The comparative pharmacokinetic parameters after oral administration of MC formulae are reported in Table 3. The mean values for the maximum plasma concentration (C_max) were 35.38 ± 4.52 and 45.86 ± 3 ng/ml after the oral administration of the commercial product and LS-4 to the volunteers, respectively. In addition, the mean values for time to peak plasma concentration (T_max) were 0.71 ± 0.1 and 0.5 ± 0 h, while the mean values for the area under the plasma concentration-time curve AUC_(0–12) were 133.77 ± 22.79 and 162.12 ± 9.62 ngh/ml, for the two aforementioned formulae, respectively. Furthermore, the two formulations exhibited mean residence time of 6.25 ± 0.06 and 5.81 ± 0.63 for commercial product and LS-4, respectively. Liquisolid compacts enhanced the oral bioavailability of MC with a relative oral bioavailability of 121.2% compared to the commercial product.

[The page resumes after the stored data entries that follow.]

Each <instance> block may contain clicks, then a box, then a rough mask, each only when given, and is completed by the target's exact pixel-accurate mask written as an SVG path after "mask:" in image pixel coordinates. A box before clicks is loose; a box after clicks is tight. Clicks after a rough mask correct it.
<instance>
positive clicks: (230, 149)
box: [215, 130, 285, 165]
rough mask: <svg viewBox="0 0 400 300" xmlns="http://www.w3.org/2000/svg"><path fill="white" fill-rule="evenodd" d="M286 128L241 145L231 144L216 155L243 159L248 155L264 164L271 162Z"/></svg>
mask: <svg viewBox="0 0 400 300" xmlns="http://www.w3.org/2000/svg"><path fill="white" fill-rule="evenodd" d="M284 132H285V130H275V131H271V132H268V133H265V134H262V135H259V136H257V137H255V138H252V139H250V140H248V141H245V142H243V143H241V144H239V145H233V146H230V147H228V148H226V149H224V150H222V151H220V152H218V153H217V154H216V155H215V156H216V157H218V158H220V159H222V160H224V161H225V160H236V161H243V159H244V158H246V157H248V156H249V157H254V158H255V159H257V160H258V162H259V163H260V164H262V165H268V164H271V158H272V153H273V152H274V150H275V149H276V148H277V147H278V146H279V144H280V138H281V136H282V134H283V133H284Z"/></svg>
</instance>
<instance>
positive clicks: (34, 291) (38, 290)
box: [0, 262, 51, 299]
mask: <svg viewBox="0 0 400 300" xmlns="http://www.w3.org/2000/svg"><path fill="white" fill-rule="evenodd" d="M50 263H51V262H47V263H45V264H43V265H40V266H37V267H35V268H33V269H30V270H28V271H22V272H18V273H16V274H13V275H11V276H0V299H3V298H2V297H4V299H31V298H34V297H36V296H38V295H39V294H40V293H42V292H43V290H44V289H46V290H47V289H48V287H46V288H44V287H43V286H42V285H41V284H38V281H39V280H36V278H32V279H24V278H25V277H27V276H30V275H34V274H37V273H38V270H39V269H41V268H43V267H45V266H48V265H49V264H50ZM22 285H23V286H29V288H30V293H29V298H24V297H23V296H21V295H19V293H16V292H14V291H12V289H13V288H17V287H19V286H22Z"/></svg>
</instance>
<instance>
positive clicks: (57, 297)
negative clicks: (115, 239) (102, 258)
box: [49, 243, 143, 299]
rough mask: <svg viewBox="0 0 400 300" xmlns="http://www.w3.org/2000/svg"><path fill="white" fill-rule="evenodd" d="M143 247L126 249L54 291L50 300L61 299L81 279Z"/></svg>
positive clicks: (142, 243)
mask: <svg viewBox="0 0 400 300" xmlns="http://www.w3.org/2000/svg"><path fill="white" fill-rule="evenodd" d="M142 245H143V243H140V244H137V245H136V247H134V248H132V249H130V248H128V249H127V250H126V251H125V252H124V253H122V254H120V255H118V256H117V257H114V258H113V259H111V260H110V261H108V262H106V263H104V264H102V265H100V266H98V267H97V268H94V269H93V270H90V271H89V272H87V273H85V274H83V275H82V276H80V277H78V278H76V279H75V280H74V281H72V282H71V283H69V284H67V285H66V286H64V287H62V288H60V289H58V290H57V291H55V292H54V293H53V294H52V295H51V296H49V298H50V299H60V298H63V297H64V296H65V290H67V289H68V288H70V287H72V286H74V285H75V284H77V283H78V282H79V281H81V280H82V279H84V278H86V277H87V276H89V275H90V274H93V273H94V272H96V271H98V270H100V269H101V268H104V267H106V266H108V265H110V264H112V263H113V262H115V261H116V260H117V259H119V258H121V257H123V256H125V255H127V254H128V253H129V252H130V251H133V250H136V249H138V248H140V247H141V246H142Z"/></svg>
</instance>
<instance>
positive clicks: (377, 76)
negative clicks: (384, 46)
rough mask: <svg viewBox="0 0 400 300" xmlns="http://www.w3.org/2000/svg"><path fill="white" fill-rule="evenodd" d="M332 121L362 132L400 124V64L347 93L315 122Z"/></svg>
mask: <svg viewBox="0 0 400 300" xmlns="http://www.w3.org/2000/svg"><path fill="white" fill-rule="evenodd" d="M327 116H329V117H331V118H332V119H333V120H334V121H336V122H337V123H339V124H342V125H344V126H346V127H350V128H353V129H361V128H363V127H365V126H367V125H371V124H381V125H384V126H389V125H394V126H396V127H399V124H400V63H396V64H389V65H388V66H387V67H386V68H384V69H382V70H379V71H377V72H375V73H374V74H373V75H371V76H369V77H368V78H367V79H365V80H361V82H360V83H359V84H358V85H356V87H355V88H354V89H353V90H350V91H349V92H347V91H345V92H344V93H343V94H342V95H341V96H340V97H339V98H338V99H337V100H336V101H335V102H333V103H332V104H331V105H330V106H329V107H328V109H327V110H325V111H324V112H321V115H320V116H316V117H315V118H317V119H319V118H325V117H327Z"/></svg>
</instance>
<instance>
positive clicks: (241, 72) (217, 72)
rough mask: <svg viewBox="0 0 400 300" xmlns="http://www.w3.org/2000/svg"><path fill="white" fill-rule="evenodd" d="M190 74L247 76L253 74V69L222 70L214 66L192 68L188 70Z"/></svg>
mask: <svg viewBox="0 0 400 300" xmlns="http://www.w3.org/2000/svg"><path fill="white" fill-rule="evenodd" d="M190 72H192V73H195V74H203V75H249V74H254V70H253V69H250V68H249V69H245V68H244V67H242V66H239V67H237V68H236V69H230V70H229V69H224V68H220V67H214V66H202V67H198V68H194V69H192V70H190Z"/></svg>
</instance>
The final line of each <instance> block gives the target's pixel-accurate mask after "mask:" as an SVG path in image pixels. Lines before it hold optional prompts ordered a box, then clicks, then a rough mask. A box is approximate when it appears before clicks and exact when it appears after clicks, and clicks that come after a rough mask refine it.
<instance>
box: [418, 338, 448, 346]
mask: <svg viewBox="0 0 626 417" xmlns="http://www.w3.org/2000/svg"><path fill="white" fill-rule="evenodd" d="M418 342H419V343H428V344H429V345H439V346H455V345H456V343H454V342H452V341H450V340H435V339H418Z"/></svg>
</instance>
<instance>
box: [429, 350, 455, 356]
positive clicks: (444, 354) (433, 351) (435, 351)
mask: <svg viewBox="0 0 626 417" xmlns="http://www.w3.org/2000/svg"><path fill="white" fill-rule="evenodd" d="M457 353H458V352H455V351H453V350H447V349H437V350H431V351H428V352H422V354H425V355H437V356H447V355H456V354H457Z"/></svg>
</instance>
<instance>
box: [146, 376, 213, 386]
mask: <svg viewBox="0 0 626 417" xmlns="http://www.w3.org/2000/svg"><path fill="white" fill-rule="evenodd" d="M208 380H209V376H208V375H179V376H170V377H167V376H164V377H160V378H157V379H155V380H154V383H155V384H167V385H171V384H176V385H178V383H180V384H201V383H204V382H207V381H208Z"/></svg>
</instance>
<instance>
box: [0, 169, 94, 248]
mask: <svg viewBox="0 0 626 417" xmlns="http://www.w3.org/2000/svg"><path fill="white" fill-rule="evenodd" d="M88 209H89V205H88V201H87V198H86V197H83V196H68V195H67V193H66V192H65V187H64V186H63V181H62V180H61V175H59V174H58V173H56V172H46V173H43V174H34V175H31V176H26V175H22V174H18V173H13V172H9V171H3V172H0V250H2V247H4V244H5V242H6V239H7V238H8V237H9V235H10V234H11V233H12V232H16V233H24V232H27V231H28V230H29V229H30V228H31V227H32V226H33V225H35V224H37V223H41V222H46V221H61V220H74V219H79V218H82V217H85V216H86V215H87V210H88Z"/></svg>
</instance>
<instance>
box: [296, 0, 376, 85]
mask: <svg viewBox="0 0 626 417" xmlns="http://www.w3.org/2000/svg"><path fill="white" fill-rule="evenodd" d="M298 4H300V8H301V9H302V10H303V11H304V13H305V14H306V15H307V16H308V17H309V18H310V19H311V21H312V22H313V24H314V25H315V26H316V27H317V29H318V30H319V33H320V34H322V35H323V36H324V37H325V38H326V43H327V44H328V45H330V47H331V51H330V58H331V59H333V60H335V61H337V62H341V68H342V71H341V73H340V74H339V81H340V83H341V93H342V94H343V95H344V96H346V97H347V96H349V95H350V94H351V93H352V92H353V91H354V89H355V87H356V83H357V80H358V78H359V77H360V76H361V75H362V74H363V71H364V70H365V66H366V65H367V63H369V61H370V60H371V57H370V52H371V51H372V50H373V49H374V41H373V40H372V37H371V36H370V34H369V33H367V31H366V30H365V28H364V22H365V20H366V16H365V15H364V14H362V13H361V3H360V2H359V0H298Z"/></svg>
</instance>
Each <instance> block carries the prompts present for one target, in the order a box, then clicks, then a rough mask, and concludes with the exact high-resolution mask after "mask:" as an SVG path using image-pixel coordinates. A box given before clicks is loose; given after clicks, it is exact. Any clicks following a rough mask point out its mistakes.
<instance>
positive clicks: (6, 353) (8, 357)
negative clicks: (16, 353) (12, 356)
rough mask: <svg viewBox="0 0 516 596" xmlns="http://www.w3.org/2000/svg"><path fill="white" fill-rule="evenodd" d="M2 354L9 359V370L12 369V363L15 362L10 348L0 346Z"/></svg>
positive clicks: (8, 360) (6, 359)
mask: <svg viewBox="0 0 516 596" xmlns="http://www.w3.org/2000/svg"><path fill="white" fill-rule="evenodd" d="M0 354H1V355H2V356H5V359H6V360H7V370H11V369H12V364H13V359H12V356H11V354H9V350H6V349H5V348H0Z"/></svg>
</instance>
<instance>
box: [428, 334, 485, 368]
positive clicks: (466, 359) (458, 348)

Table 3. Pharmacokinetic parameters of MC after oral administration of LS-4 and the commercial product.

	Mean value ± SD
Parameter	Commercial	LS-4
Cmax (ng/ml)^a	35.38 ± 4.52	45.86 ± 3
Tmax (h)^a	0.71 ± 0.1	0.5 ± 0
AUC (0–12) (ng/ml h)^a	133.77 ± 22.79	162.12 ± 9.62
t1/2 (h)	3.13 ± 0.63	2.85 ± 0.46
Lz (1/h (L/h)	0.23 ± 0.05	0.25 ± 0.003
MRT (h)	6.25 ± 0.06	5.81 ± 0.63
Relative bioavailability (%)	–	121.20

^a(p < 0.01).

Conclusion

The use of biorelevant media to evaluate the robustness of poorly soluble weak bases to variations along the GIT after incorporation in liquisolid compacts proved to be an efficient development process that was successful in predicting the in vivo behavior.

Declaration of interest

The authors report no conflict of interest.